Some recommendations. The inequitable visa system is one of the chief barriers to Global South participation in disarmament efforts, but it is certainly not the only one. TPNW state members should consider holding their 2025 meeting at an appropriate location in the Global South instead of the usual US and European venues. They should also consider expanding existing sponsorship programs to representatives from Least Developed Countries and Small Island Developing States (like those that suffered Cold War nuclear tests).

Lastly, the UN secretariat’s accreditation process is out of sync with host countries’ visa regimes. For this year’s meeting in New York, the secretariat did not conclude the accreditation process until November 17, 2023—just ten days before the meeting began. For many, confirmation of accreditation serves as the sole evidence for visa application processes, which, as seen above, take considerably longer than ten days.

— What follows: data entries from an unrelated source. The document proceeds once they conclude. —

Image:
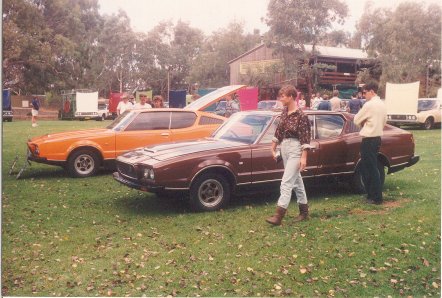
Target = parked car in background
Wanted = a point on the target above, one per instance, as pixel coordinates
(82, 152)
(428, 115)
(238, 157)
(269, 105)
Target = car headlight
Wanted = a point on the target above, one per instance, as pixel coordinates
(148, 174)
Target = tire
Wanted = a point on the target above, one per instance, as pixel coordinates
(209, 192)
(83, 163)
(356, 181)
(429, 123)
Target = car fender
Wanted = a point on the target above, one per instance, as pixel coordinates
(84, 143)
(216, 166)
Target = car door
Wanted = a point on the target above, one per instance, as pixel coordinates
(147, 128)
(264, 167)
(331, 145)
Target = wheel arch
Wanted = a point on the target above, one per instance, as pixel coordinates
(216, 169)
(86, 147)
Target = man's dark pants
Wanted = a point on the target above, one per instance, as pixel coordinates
(369, 168)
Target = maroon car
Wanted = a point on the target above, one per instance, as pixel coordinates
(238, 157)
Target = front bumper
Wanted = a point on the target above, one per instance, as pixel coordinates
(413, 160)
(45, 160)
(136, 185)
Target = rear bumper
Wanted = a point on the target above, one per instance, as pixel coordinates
(413, 160)
(136, 185)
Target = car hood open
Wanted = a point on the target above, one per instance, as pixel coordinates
(201, 103)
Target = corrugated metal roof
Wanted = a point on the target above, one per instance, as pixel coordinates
(339, 52)
(324, 51)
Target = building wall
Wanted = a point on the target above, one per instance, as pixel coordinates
(256, 59)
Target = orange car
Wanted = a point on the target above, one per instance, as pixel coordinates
(82, 152)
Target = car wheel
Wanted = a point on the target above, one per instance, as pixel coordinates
(429, 123)
(358, 185)
(83, 163)
(209, 192)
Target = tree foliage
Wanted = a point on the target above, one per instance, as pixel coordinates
(406, 40)
(297, 23)
(211, 68)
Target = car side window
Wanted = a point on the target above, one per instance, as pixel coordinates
(328, 126)
(150, 121)
(182, 119)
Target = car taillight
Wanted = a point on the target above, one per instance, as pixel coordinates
(34, 149)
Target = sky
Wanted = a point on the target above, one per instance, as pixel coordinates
(211, 15)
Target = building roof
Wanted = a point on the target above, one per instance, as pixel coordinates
(335, 52)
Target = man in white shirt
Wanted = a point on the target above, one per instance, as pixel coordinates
(372, 117)
(124, 104)
(143, 103)
(335, 101)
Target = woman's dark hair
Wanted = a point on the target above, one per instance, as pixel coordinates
(288, 90)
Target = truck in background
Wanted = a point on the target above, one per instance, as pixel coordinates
(114, 100)
(79, 104)
(404, 107)
(7, 115)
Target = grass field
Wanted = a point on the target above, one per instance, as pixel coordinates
(95, 237)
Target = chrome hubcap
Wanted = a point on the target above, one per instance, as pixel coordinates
(210, 193)
(84, 164)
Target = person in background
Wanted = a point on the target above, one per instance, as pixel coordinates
(372, 117)
(132, 100)
(124, 105)
(301, 101)
(293, 134)
(335, 101)
(158, 101)
(143, 103)
(232, 105)
(35, 108)
(324, 105)
(316, 100)
(354, 104)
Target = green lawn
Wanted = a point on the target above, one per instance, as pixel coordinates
(95, 237)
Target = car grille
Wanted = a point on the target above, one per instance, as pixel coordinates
(399, 117)
(127, 170)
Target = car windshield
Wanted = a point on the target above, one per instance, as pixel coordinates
(426, 105)
(121, 121)
(243, 128)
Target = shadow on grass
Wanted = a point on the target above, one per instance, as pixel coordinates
(42, 172)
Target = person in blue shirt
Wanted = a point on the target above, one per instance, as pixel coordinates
(325, 104)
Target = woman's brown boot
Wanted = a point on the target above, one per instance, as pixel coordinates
(303, 213)
(277, 217)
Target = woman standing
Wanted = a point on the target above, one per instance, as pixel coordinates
(293, 135)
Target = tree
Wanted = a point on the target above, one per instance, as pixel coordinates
(406, 41)
(297, 23)
(211, 68)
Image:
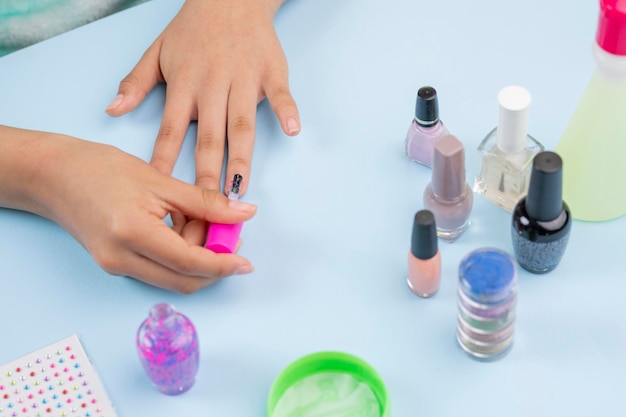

The UN should implement accreditation procedures more efficiently, and consider issuing invitation letters to accredited participants to support their visa applications.

As the TPNW welcomes new state members and becomes more institutionalized, it is increasingly absurd that the majority of civil society advocates are not representative of the publics they, and the treaty, draw legitimacy from. While equal representation does not automatically ensure all perspectives are heard equally, diversified participation is essential for the treaty processes to be effective. Nuclear disarmament is not an ambition exclusive to citizens from the Global North, nor to officials from the Global South with diplomatic passports.